# Pan-cancer analysis of phagocytosis regulators in female-specific cancers: a focus on HMGB2

**Authors:** Xiaoqin Lu, Dan Ren, Panpan Zhao, Yanfang Li, Zhenhui Wang, Jingyan Zhang

PMC · DOI: 10.3389/fimmu.2025.1565924 · 2025-05-06

## TL;DR

This study explores how phagocytosis regulators, especially HMGB2, influence female-specific cancers and suggests targeting HMGB2 as a potential treatment strategy.

## Contribution

The study identifies HMGB2 as a key phagocytosis regulator in female-specific cancers and demonstrates its therapeutic potential.

## Key findings

- HMGB2 knockdown significantly reduced cancer cell proliferation, migration, and invasion in female-specific cancers.
- Phagocytosis regulators like CD47 and FOXO1 play significant roles in tumor progression.
- Combining HMGB2 knockdown with Palbociclib treatment led to reduced tumor cell proliferation in multiple cancer models.

## Abstract

Tumor-associated macrophages (TAMs) play a crucial role in the tumor microenvironment, regulating immune escape and promoting cancer progression.
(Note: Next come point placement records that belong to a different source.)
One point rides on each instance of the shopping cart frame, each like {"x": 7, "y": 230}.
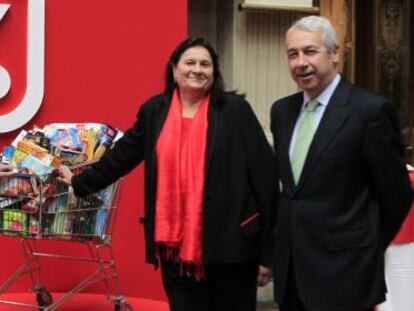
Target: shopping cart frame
{"x": 99, "y": 248}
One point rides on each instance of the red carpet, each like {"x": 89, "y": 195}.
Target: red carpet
{"x": 84, "y": 302}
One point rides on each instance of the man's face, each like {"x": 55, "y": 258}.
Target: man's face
{"x": 311, "y": 65}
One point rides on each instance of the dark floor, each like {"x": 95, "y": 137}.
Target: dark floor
{"x": 266, "y": 306}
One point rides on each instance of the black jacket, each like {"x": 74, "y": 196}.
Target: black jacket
{"x": 240, "y": 178}
{"x": 350, "y": 201}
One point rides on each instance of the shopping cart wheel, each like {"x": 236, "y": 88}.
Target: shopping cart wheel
{"x": 121, "y": 305}
{"x": 43, "y": 297}
{"x": 124, "y": 307}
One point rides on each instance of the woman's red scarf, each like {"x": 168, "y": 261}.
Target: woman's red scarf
{"x": 180, "y": 187}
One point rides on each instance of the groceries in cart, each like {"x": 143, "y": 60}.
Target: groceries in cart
{"x": 34, "y": 203}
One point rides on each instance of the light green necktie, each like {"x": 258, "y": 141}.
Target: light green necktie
{"x": 306, "y": 130}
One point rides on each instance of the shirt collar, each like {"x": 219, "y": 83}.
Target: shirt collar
{"x": 324, "y": 97}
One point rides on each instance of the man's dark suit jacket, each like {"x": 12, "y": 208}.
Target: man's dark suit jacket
{"x": 352, "y": 196}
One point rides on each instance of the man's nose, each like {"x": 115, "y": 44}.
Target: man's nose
{"x": 302, "y": 60}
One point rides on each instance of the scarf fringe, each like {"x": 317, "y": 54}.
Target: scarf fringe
{"x": 189, "y": 270}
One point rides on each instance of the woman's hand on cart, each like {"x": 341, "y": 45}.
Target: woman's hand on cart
{"x": 6, "y": 170}
{"x": 64, "y": 174}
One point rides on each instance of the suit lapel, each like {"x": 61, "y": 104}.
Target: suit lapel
{"x": 332, "y": 121}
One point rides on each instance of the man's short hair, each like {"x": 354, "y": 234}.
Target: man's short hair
{"x": 315, "y": 23}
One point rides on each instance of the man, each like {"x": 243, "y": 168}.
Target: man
{"x": 344, "y": 185}
{"x": 6, "y": 170}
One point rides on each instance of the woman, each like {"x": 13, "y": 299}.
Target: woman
{"x": 209, "y": 185}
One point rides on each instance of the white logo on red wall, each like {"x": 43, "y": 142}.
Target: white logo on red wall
{"x": 24, "y": 110}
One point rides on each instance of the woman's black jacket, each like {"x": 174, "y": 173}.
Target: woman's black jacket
{"x": 240, "y": 185}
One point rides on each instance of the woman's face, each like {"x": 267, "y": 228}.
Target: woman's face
{"x": 194, "y": 70}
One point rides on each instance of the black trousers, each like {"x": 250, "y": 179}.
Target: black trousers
{"x": 226, "y": 287}
{"x": 292, "y": 300}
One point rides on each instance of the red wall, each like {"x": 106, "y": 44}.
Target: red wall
{"x": 102, "y": 60}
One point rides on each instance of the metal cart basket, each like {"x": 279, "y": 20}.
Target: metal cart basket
{"x": 34, "y": 208}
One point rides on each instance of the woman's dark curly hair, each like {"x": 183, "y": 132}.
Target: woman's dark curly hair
{"x": 170, "y": 85}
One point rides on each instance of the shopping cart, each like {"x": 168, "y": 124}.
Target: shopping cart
{"x": 35, "y": 208}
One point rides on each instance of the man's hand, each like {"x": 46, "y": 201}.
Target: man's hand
{"x": 64, "y": 174}
{"x": 264, "y": 275}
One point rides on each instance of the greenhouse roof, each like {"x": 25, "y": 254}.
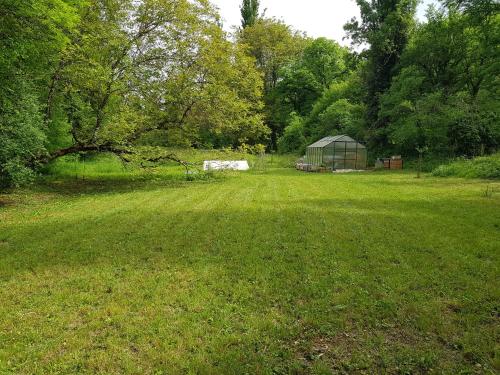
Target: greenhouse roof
{"x": 329, "y": 140}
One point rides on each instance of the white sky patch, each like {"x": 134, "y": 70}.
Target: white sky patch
{"x": 315, "y": 17}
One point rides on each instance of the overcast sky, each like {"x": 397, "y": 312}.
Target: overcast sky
{"x": 316, "y": 17}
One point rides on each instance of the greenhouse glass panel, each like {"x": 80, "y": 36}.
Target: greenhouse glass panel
{"x": 337, "y": 152}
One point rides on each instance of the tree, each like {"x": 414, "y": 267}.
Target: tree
{"x": 385, "y": 26}
{"x": 274, "y": 46}
{"x": 445, "y": 93}
{"x": 33, "y": 34}
{"x": 249, "y": 12}
{"x": 322, "y": 63}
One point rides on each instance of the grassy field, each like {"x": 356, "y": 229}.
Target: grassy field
{"x": 268, "y": 272}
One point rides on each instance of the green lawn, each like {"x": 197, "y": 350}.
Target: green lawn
{"x": 259, "y": 273}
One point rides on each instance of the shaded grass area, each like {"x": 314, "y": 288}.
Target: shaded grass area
{"x": 480, "y": 167}
{"x": 268, "y": 271}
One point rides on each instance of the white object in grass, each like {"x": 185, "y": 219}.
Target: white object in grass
{"x": 219, "y": 165}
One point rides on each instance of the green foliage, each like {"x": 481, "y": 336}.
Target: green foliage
{"x": 446, "y": 91}
{"x": 386, "y": 26}
{"x": 249, "y": 12}
{"x": 33, "y": 32}
{"x": 275, "y": 46}
{"x": 339, "y": 111}
{"x": 293, "y": 139}
{"x": 481, "y": 167}
{"x": 22, "y": 138}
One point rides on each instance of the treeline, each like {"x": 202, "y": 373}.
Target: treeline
{"x": 114, "y": 75}
{"x": 93, "y": 75}
{"x": 431, "y": 85}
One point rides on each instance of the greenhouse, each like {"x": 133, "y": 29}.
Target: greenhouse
{"x": 339, "y": 152}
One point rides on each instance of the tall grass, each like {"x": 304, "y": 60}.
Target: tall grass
{"x": 94, "y": 166}
{"x": 482, "y": 167}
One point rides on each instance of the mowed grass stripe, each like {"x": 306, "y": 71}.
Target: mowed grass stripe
{"x": 279, "y": 272}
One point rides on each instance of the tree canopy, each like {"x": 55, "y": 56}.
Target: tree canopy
{"x": 117, "y": 75}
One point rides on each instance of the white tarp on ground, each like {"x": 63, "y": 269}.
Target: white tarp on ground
{"x": 219, "y": 165}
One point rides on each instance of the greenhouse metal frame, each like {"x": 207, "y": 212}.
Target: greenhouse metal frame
{"x": 338, "y": 152}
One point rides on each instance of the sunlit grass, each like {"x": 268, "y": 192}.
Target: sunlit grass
{"x": 268, "y": 271}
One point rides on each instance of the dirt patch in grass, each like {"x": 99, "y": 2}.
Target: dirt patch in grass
{"x": 4, "y": 202}
{"x": 391, "y": 351}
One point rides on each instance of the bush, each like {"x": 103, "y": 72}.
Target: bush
{"x": 293, "y": 140}
{"x": 481, "y": 167}
{"x": 22, "y": 138}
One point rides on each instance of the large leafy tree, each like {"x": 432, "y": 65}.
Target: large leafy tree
{"x": 446, "y": 95}
{"x": 32, "y": 35}
{"x": 302, "y": 83}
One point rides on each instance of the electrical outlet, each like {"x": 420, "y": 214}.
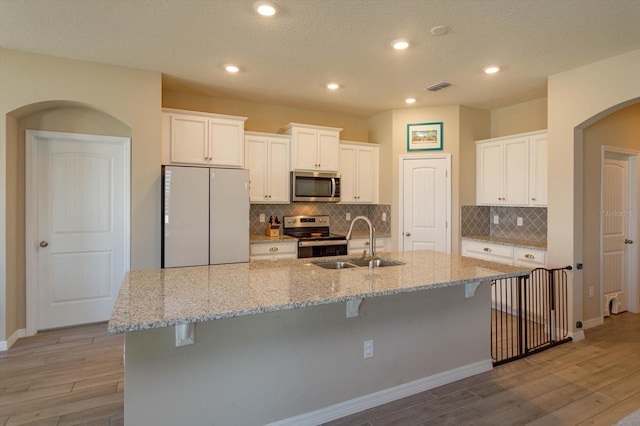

Understanding the role of phagocytosis regulators in female-specific cancers is essential for developing effective therapeutic strategies.

We performed comprehensive analyses of public databases to evaluate the expression, somatic mutations, and copy number variations of phagocytosis regulators. DNA methylation patterns, biological pathways, survival outcomes, and drug sensitivity were assessed. Additionally, immune modulators, immune cell infiltration, and single-cell sequencing were used to explore alterations in phagocytosis and their cellular origins. The functional role of HMGB2 in tumor cell behavior was validated through in vitro assays.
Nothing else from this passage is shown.